There are two types of patent in Australia: standard patents (with a term of 20 years) and innovation patents (with a term of eight years).
To meet the requirements for a standard patent, an invention must be a manner of manufacture (ie, belong to the useful arts, provide a material advantage and be of value in the field of economic endeavour), and be novel, inventive and useful. Standard patents are subject to substantive examination before grant.
To meet the requirements for an innovation patent, an invention must be novel and useful and involve an innovative step. The threshold required to demonstrate innovative step is somewhat less than that required for an inventive step. Innovation patents are not subject to substantive examination before grant, but must be examined (‘certified’) before enforcement.
What are the limits on patentability?
Human beings and the biological processes for their generation are not considered patentable inventions. Further, artistic creations, mathematical models, plans, schemes and other purely mental processes are excluded from patentability as they are not considered a manner of manufacture (ie, belonging to the useful arts, providing a material advantage and being of value in the field of economic endeavour).
To what extent can inventions covering software be patented?

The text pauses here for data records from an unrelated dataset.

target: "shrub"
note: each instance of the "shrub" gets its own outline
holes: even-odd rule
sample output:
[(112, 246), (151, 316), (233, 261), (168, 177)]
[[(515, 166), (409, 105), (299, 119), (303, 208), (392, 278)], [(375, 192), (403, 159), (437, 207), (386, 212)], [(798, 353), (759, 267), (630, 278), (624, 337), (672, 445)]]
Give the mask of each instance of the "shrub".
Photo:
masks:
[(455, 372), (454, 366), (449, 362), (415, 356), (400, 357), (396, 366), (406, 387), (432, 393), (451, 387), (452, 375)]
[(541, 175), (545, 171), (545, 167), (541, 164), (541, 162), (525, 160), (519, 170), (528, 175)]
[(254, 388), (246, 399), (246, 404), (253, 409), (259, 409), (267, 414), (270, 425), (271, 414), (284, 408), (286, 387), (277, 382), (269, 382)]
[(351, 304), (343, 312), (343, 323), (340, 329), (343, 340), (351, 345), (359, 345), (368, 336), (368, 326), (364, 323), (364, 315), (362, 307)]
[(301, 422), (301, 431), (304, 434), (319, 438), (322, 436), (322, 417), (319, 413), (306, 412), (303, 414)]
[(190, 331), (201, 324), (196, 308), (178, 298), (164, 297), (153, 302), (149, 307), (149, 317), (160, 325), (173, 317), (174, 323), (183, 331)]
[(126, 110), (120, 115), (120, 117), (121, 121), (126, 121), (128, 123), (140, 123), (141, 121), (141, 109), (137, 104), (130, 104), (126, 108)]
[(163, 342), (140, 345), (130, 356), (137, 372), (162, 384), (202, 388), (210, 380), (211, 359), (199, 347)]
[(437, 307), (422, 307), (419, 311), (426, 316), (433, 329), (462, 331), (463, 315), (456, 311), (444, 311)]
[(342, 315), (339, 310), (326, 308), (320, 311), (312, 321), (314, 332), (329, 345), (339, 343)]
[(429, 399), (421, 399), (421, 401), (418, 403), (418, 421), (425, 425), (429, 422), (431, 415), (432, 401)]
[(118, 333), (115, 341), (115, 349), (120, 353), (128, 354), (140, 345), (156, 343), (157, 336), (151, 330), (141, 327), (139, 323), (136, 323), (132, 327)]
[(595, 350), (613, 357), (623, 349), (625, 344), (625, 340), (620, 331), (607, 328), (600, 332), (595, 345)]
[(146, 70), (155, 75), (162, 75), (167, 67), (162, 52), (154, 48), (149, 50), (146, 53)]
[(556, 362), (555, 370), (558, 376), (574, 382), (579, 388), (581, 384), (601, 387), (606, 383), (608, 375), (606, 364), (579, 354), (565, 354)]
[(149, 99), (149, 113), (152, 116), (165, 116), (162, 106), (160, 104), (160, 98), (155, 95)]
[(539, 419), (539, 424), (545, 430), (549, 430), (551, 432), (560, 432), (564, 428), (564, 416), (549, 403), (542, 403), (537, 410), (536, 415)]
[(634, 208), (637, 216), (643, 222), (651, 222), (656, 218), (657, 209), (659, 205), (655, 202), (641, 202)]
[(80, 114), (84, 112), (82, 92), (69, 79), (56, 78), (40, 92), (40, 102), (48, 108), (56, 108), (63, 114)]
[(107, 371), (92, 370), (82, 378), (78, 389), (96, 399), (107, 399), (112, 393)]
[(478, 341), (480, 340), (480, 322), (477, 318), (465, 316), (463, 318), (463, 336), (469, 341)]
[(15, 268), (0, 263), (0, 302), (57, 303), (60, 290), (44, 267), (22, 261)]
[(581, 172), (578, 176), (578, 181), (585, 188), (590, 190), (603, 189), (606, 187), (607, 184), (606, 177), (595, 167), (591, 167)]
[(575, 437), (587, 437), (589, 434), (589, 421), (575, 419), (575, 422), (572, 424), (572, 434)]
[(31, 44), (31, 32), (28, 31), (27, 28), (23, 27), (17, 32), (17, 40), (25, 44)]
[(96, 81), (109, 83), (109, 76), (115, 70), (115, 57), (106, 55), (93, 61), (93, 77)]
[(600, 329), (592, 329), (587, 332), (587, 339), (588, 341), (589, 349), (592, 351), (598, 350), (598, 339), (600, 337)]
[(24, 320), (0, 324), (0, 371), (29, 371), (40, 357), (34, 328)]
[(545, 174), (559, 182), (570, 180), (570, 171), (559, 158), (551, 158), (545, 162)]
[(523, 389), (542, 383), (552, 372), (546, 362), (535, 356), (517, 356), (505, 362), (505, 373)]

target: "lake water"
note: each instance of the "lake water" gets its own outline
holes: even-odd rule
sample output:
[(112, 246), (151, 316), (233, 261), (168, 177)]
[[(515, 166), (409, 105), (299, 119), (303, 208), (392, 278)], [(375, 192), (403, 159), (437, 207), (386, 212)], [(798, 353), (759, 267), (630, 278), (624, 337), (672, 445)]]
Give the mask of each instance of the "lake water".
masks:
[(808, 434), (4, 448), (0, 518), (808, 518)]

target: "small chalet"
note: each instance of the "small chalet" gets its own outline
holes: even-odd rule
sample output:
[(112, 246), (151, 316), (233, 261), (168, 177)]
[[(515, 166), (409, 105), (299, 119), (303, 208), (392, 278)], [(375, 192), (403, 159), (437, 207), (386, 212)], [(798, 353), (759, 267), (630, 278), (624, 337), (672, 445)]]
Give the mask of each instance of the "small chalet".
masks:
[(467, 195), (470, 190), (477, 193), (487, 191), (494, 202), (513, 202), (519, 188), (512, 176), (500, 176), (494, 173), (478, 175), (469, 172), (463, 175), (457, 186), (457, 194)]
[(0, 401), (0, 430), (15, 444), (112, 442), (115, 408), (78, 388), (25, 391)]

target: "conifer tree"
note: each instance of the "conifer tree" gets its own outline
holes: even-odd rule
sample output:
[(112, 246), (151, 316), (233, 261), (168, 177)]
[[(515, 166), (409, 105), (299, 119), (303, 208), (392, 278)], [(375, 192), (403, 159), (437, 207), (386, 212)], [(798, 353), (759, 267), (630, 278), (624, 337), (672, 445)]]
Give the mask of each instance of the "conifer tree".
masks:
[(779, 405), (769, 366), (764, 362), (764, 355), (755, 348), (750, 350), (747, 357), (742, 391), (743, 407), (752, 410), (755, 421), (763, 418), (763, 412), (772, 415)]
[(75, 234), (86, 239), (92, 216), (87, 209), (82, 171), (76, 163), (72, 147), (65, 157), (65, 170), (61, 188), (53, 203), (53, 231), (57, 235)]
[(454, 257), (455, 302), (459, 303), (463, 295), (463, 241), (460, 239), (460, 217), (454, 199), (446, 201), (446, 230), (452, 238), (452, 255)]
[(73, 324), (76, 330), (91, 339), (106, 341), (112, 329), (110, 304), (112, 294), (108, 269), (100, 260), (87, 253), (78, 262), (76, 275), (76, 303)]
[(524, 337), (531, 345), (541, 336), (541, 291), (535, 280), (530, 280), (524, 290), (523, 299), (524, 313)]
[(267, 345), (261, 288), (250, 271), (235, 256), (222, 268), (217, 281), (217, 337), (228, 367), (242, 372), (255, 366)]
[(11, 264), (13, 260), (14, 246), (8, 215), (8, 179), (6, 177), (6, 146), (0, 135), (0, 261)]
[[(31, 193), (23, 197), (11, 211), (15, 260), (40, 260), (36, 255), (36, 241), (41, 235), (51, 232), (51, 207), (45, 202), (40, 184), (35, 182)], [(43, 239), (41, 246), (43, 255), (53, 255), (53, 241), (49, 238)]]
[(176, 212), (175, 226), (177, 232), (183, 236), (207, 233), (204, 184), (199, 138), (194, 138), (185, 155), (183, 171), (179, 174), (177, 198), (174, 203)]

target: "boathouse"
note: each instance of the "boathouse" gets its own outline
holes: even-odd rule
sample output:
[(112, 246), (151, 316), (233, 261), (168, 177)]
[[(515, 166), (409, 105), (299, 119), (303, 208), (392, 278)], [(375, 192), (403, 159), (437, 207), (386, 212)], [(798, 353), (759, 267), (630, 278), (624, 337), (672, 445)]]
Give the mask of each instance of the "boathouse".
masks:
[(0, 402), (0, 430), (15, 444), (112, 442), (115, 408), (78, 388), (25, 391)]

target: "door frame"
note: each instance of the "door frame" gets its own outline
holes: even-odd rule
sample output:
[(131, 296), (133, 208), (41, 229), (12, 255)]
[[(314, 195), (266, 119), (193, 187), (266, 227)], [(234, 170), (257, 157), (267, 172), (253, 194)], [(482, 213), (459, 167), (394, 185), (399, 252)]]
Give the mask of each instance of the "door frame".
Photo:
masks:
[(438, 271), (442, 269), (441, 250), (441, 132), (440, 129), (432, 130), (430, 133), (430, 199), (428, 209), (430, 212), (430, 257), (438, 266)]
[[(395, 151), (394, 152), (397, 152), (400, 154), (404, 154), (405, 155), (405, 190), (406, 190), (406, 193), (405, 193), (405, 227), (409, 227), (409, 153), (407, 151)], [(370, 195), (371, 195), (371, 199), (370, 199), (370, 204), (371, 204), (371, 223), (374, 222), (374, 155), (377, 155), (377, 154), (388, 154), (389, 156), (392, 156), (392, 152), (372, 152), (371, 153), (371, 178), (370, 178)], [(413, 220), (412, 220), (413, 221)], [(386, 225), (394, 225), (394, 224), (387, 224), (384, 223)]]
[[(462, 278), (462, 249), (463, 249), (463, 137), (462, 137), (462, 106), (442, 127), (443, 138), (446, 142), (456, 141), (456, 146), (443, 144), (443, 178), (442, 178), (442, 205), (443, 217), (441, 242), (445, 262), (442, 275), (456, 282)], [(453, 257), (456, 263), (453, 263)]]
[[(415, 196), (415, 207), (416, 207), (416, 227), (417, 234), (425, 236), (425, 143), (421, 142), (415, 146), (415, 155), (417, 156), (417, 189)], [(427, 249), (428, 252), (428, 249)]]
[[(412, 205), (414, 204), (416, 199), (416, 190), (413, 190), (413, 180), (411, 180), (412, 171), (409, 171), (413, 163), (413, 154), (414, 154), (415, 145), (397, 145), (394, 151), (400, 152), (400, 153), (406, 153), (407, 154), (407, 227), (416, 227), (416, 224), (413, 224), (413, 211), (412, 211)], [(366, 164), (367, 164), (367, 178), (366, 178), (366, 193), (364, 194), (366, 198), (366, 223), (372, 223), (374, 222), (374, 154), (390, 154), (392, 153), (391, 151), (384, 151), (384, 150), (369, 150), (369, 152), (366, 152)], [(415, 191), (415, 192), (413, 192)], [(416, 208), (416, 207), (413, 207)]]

The patentability of a software invention depends on its ability to meet the requirement of being a manner of manufacture (ie, belonging to the useful arts, providing a material advantage and being of value in the field of economic endeavour). Generally, this requires the software to present an artificial state of affairs in order to provide a physical effect.
To what extent can inventions covering business methods be patented?
Business methods may be patented, provided that the method directly involves a physical form or device to provide a useful product.
To what extent can inventions relating to stem cells be patented?
No explicit provisions prohibit the patentability of stem cells and methods of using stem cells, provided that the invention does not result in a human being or a biological process for the generation of a human being. Totipotent stem cells are generally not patentable. Any invention relating to stem cells should be considered on a case-by-case basis.
Are there restrictions on any other kinds of invention?
No other restrictions on inventions exist.